$ cat post/the-deploy-pipeline-/-we-scaled-it-past-what-it-knew-/-i-strace-the-memory.md

the deploy pipeline / we scaled it past what it knew / I strace the memory


Title: Kubernetes Hell: A Nightmarish Tale


November 14, 2016 was a dark night in the world of container orchestration. I found myself knee-deep in Kubernetes—a tool that promised to make our lives easier but instead seemed to be more like a nightmare from hell.

The Setup

We were a team of three engineers tasked with transitioning our application from a monolithic beast into a microservices playground. We had chosen Kubernetes as the orchestrator, thinking it would bring order and simplicity to our chaotic world. Little did we know, what followed was a series of trials that felt like being trapped in a Kafkaesque nightmare.

The First Glitches

We started by deploying a few services using Helm charts, which seemed pretty straightforward at first. But as soon as we hit more complex configurations—such as setting up service meshes and managing stateful applications—the magic began to fade. We quickly realized that Kubernetes was not just a tool but a sprawling ecosystem of interdependent components.

Every day brought new challenges: mysterious pod failures, stuck deployment rolls, and inexplicable delays in application response times. Our logs filled with cryptic errors like “Service ‘my-service’ could not be found” or “Endpoint health check failed for port 8080.” These messages were the friendly faces of our problems.

The Learning Curve

One night, as I was trying to debug a particularly stubborn issue, my screen flashed with a message from Prometheus: “High CPU usage on node [node-name]”. This was not a new error—everyone knew about high CPU. But the fact that it showed up again and again made me question if we were even making progress.

I spent hours digging through Kubernetes documentation and community forums, hoping to find some light in this darkness.
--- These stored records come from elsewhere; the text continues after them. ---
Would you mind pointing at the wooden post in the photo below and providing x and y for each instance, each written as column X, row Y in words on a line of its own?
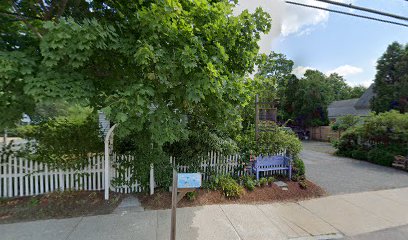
column 5, row 137
column 256, row 117
column 151, row 182
column 173, row 206
column 107, row 162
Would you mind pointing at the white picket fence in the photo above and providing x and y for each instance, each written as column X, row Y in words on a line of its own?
column 21, row 177
column 217, row 164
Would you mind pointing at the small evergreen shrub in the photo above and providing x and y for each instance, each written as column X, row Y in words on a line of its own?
column 380, row 156
column 191, row 196
column 263, row 182
column 230, row 187
column 271, row 180
column 249, row 183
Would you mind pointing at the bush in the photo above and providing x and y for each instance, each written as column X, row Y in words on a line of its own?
column 380, row 156
column 263, row 182
column 345, row 122
column 271, row 180
column 276, row 140
column 64, row 141
column 249, row 183
column 229, row 187
column 377, row 140
column 191, row 196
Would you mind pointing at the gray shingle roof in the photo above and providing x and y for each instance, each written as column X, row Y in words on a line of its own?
column 364, row 101
column 346, row 107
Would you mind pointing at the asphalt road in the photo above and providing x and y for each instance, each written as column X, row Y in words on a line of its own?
column 339, row 175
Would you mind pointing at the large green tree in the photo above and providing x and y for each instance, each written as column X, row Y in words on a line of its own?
column 391, row 80
column 155, row 67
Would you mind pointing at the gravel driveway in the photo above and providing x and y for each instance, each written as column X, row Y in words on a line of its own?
column 339, row 175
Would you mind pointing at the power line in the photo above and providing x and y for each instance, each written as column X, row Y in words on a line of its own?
column 346, row 13
column 364, row 9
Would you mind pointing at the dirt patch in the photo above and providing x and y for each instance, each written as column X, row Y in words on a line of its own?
column 267, row 194
column 57, row 205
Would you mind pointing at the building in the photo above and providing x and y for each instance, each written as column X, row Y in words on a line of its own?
column 356, row 106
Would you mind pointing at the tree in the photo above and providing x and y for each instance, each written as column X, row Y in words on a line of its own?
column 391, row 80
column 150, row 65
column 357, row 91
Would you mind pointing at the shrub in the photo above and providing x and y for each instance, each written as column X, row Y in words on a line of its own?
column 249, row 183
column 275, row 140
column 263, row 182
column 377, row 140
column 380, row 156
column 64, row 141
column 229, row 187
column 271, row 180
column 345, row 122
column 191, row 196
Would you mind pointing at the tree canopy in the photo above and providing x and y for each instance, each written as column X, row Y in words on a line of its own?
column 391, row 80
column 155, row 67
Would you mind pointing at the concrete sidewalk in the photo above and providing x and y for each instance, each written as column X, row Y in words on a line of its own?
column 324, row 218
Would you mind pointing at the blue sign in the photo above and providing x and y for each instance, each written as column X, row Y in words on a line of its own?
column 189, row 180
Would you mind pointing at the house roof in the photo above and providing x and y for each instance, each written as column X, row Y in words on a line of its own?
column 346, row 107
column 356, row 106
column 364, row 100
The reality was that every time I thought I understood something, another piece of the puzzle would shift. It became clear that mastering Kubernetes meant becoming a master of the arcane.
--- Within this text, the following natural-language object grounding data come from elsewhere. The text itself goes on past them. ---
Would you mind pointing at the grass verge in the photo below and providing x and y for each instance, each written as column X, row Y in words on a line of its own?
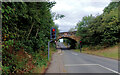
column 43, row 68
column 110, row 52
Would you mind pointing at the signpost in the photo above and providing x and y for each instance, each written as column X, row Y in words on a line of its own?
column 52, row 37
column 80, row 46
The Solution or Lack Thereof

After weeks of trial and error, we finally had our application up and running with minimal downtime. But the journey was far from over. We began to argue about whether using Istio for service mesh integration would be worth it or if Envoy alone could handle our needs better. Meanwhile, serverless architectures were gaining traction, promising a new way of thinking.
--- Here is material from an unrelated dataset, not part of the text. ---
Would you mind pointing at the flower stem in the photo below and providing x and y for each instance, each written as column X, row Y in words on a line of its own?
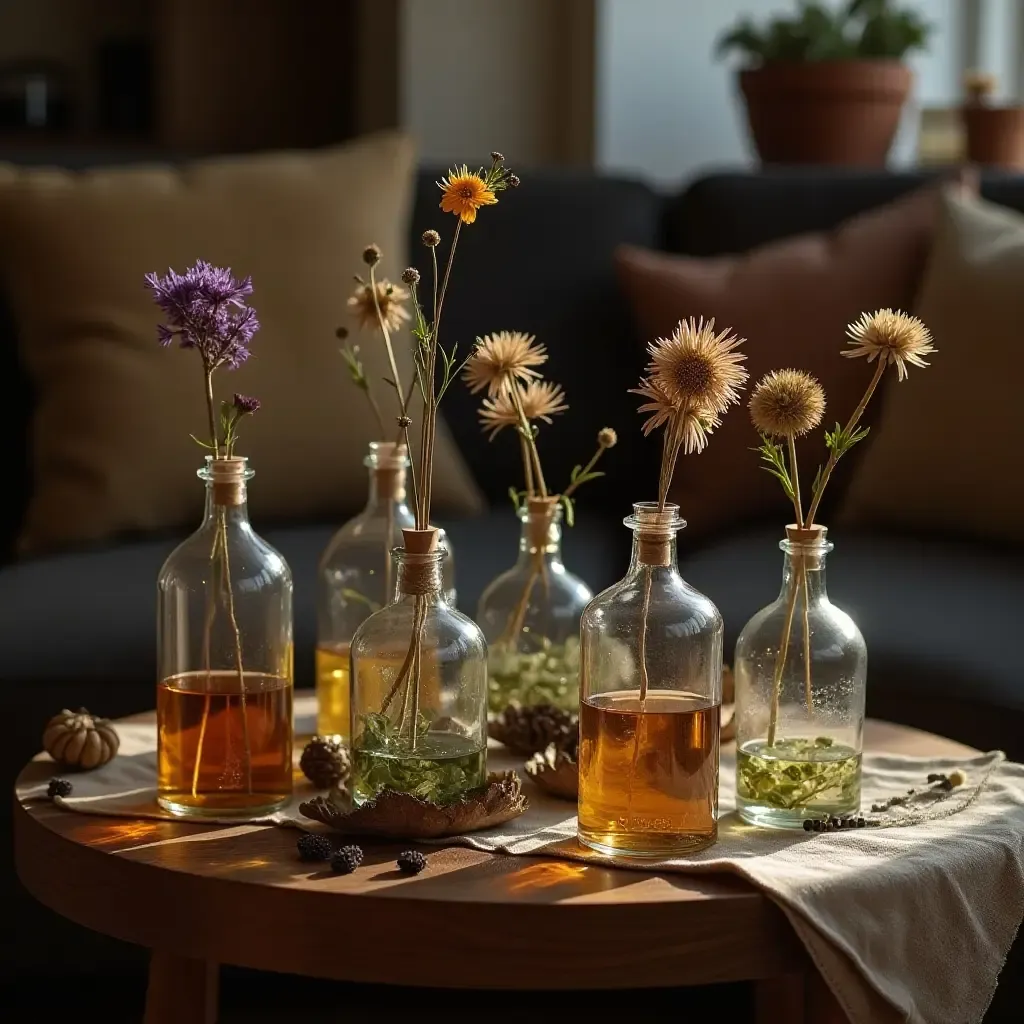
column 798, row 505
column 780, row 659
column 851, row 423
In the midst of this chaos, I found myself wrestling with the very essence of how we approached infrastructure. Was Kubernetes the silver bullet everyone claimed it was? Or had we simply traded one set of challenges for another?

Reflections

As 2016 drew to a close and 2017 began, our team was left with mixed feelings. On one hand, we had managed to get past some significant hurdles and had a working system in place. But on the other hand, it felt like just scratching the surface of what Kubernetes could (or couldn’t) do.

Looking back, I realize that this period was as much about growth as it was about pain. We learned valuable lessons about resilience, teamwork, and the importance of choosing tools wisely. And while Kubernetes might not have been the panacea we hoped for, it did push us to rethink our approach to infrastructure in ways that will hopefully serve us well into the future.


Kubernetes, with all its complexities and challenges, remains a powerful tool. But as I write this, I can’t help but wonder if there’s another path, one that might be easier on those who must navigate it every day. Until then, we continue to tinker, debug, and hope for the best.